Она подошла к нему снова. На этот раз её движения были другими — медленными, неуверенными, как у старухи, хотя ей было чуть за тридцать. Она опустилась рядом с ним на пол, не на колени — просто села, скрестив ноги, как девчонка.

— Прости, — сказала она. — Я... иногда я не себя.

Он знал это. Он знал, что есть две матери. Одна — та, что сейчас сидит рядом, гладит его волосы, целует его в макушку, шепчет: «Мой мальчик. Мой прекрасный мальчик». Другая — та, что бросает рюмки, кричит на служанку, плачет у окна, не позволяя ему подойти. Он не знал, какая из них настоящая. Он боялся, что обе. Или что ни одна.

— Ты меня любишь? — спросила она.

Этот вопрос был опасен. Он знал это инстинктивно, как зверёк знает запах хищника. Если ответить слишком быстро — она не поверит. Если слишком медленно — обидится. Если слишком тихо — не услышит. Если слишком громко — подумает, что он кричит из страха.

— Люблю, — сказал он, выбирая средний тон.

— Поклянись.

— Я клянусь.

— Чем?

Он замер. Он не знал, чем клясться. Он не верил в Бога так, чтобы клясться Ему — церковь была для него местом сквозняков и запаха воска, а не присутствия. Он не мог клясться своей честью — он ещё не знал, что это такое. Он мог клясться только собой.

— Собой, — сказал он. — Я клянусь собой.

Она вздрогнула. Потом обняла его так сильно, что он почувствовал, как хрустят его рёбра. Она пахла ромом, потом и чем-то сладким — может быть, тем, что она ела утром, может быть, просто запахом её кожи. Этот запах он запомнит на всю жизнь: даже лёжа в чужой постели в Венеции, в Равенне, в Миссолонги, он вдруг поймёт, что ищет в женщинах именно его — запах бури, за которой следует затишье.

— Не оставляй меня, — шептала она. — Когда станешь лордом. Когда станешь великим. Не оставляй меня. Потому что если ты оставишь, я умру. Я умру, и ты будешь виноват.

Он не отвечал. Он лежал в её объятиях, чувствуя, как она дрожит, и думал: «Это и есть любовь? Это и есть то, о чём говорят священники и поэты? Это — когда тебя держат так, что больно, и говорят, что умрут, если ты уйдёшь?»

Он не знал другой любви. Он не знал, что есть любовь, которая не угрожает. Которая не требует клятв. Которая просто есть, как воздух, как свет в окне.

Байрон смотрел на страницу. Чернила подсохли, но он не продолжал. Он сидел в Вилле Диодати, и за окном было утро, но такое серое, что его можно было принять за вечер. Тень сидел на полу, спиной к камину, где дрова трещали слишком тихо.

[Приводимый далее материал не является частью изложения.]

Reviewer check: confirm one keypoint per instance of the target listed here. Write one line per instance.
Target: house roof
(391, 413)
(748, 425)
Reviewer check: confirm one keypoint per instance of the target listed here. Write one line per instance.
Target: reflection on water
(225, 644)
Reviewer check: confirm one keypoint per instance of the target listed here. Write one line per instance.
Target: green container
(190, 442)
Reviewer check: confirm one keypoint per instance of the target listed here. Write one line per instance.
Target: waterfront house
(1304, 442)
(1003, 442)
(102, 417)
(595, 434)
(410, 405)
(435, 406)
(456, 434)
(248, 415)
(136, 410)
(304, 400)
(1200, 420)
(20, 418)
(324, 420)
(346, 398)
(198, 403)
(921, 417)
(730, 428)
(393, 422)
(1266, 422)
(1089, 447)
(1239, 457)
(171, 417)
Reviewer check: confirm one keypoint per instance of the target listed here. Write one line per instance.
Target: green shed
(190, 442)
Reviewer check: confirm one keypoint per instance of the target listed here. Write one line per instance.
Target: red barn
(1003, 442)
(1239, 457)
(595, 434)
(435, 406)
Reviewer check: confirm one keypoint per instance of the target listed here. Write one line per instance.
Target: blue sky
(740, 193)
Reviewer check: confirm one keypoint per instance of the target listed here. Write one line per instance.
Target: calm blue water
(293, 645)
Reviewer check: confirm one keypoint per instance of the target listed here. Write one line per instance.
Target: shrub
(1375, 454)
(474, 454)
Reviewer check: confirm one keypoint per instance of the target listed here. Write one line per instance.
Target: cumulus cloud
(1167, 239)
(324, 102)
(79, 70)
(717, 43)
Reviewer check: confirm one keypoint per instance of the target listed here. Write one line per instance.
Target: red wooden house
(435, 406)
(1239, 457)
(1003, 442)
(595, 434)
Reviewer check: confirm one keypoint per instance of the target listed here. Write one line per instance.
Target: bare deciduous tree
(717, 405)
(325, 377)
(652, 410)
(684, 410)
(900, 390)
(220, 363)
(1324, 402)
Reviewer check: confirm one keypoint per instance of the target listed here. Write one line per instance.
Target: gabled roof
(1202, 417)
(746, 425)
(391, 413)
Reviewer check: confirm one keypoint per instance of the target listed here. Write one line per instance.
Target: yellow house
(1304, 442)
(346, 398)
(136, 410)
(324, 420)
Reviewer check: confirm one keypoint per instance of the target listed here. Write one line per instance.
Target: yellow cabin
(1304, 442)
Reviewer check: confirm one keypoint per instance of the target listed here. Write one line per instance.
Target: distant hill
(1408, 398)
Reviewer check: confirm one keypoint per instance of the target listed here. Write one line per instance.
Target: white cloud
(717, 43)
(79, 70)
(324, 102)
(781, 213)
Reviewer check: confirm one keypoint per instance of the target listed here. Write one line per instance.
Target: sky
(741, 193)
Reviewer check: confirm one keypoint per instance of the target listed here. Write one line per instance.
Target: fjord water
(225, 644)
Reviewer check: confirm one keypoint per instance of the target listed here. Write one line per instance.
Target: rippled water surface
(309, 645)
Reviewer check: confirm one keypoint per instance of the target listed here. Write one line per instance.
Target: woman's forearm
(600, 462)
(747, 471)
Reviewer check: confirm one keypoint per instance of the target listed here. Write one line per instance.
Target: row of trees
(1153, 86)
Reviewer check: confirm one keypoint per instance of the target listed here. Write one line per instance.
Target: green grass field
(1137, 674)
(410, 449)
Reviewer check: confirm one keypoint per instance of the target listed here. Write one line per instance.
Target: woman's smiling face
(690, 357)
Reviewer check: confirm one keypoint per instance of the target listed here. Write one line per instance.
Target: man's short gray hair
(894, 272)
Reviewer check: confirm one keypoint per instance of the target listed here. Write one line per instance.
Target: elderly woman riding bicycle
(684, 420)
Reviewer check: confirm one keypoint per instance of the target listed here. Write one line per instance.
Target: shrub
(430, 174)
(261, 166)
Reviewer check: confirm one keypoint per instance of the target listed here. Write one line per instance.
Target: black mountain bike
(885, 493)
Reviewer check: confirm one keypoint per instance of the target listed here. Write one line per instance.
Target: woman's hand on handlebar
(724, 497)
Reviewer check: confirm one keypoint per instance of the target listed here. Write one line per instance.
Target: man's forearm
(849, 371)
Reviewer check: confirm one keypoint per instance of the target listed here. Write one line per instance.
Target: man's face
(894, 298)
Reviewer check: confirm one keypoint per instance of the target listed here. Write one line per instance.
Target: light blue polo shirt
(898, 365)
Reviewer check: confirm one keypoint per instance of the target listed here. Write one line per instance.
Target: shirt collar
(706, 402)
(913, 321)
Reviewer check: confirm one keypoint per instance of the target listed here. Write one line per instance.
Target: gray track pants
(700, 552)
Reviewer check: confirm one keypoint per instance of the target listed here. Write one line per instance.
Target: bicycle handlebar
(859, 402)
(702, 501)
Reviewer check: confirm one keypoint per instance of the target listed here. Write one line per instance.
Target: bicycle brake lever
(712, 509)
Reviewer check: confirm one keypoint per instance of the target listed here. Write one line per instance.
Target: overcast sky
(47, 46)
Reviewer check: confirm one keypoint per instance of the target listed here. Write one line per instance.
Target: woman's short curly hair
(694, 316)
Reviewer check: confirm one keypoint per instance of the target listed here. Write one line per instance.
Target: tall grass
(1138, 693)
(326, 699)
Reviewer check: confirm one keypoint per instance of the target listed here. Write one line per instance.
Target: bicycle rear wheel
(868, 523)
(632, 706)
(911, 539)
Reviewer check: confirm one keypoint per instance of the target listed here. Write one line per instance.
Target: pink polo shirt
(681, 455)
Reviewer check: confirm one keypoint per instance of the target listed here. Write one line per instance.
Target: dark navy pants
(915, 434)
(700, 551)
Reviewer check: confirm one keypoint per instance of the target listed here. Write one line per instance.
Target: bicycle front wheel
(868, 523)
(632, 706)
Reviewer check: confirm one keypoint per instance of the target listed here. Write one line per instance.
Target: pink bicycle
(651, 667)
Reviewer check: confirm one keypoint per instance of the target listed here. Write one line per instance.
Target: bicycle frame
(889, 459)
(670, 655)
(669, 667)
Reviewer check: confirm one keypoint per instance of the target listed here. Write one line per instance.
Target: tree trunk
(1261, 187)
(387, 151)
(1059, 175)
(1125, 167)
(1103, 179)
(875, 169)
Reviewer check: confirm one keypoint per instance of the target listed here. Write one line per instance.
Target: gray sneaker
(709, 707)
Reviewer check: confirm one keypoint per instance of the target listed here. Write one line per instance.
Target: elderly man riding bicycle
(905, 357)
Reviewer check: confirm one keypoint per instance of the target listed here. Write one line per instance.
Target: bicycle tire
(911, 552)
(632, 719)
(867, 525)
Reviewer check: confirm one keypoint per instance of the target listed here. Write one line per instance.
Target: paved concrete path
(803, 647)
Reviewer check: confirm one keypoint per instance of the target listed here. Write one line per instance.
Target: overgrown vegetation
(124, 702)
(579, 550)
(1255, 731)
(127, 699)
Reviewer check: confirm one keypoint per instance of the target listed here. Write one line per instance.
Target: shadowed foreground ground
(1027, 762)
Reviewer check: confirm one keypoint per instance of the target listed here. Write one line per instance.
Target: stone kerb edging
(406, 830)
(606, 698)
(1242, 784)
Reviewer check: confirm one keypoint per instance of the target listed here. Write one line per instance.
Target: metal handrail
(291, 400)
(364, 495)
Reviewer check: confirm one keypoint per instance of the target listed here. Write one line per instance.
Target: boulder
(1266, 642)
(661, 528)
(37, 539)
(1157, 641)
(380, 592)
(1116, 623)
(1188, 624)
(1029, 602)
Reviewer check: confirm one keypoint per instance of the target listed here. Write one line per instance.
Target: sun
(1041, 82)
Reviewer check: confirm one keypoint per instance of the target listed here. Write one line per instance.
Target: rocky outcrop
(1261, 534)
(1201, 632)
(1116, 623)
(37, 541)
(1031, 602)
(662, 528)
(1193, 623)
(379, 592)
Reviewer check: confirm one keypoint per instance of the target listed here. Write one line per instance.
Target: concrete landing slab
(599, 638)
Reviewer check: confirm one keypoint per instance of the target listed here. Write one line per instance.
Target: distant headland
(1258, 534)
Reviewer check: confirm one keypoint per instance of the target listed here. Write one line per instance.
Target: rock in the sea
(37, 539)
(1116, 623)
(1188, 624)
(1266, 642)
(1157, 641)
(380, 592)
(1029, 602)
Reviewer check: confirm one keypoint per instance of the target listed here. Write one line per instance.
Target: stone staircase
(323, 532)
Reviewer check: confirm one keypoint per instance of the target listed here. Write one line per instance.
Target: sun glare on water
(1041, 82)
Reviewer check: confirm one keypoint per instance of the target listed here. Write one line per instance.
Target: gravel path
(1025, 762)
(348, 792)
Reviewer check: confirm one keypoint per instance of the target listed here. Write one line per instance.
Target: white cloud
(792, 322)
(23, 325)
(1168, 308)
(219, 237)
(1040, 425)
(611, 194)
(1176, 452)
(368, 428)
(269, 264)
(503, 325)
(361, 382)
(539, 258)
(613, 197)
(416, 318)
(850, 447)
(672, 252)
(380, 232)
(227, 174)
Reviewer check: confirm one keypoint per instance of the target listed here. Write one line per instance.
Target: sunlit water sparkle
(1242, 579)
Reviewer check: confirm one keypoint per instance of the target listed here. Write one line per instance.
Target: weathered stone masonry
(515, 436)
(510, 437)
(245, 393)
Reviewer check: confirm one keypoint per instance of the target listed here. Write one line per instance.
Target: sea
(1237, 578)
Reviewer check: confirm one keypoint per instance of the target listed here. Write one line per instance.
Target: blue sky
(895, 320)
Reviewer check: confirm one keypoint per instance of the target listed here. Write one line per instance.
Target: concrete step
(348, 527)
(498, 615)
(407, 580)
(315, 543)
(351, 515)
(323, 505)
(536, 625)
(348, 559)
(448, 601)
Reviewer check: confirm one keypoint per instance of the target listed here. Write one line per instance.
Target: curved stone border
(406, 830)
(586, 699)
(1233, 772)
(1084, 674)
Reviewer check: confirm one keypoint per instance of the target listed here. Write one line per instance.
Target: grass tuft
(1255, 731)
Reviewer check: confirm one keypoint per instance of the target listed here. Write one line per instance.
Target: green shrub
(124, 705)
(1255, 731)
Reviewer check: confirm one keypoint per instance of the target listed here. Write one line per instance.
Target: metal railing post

— Ты думаешь, она была злой? — спросил Тень. Ему было теперь лет четырнадцать — возраст, в котором Байрон впервые понял, что может соблазнять.

— Нет, — сказал Байрон. — Она была испуганной.

— Испуганные люди кусаются.

— Да.

— А ты выучил укус. Ты выучил, что любовь — это когда тебя держат за горло, и ты благодаришь за это. Потому что если отпустят — ты упадёшь.

Байрон не ответил. Он взял перо и написал:

«Я ищу в каждой женщине эту бурю. Я ищу ту, которая схватит меня и скажет: «Не оставляй, или я умру». И когда она говорит это — я чувствую себя живым. А когда она не говорит — мне скучно. Или страшно. Или я начинаю провоцировать её, чтобы она наконец сказала.»

Он отложил перо. Тень молчал.

— Это правда? — спросил Байрон.

— Это начало правды, — сказал Тень. — Продолжение будет хуже.

Мур закрыл тетрадь. Он сидел неподвижно, и свеча перед ним догорала, шипя. В соседней комнате его жена, Бесси, повернулась во сне — он слышал скрип кровати. Он подумал о ней. О Бесси, никогда не требовавшей клятв, не бросавшей рюмки — просто бывшей рядом, тихо, верно. Он подумал, что Байрон никогда бы не понял такой любви. Или, может быть, понял бы — но отверг бы, как слишком лёгкую, слишком безопасную, слишком похожую на мир без драмы.

Он встал и подошёл к окну. Лондон спал, и только где-то вдали лаяла собака. Он подумал о Кэтрин Гордон, о которой читал в биографиях — «вспыльчивая», «пьющая», «ненормальная». Но в дневнике Байрона она была другой. Она была первой женщиной, которая научила его, что близость — это угроза. Что ласка — это заложник. Что любовь и страх — это сиамские близнецы, разделить которых невозможно без смерти обоих.

И он подумал о своей роли. Он — друг, которому доверили эти страницы. Но он также — человек, который писал о Байроне стихи, пока тот был жив. Который любил его, завидовал ему, устал от него. Часть мифа, созданного Байроном вокруг себя, — того мифа, что теперь, в этих тетрадях, он пытался разобрать, как хирург разбирает труп.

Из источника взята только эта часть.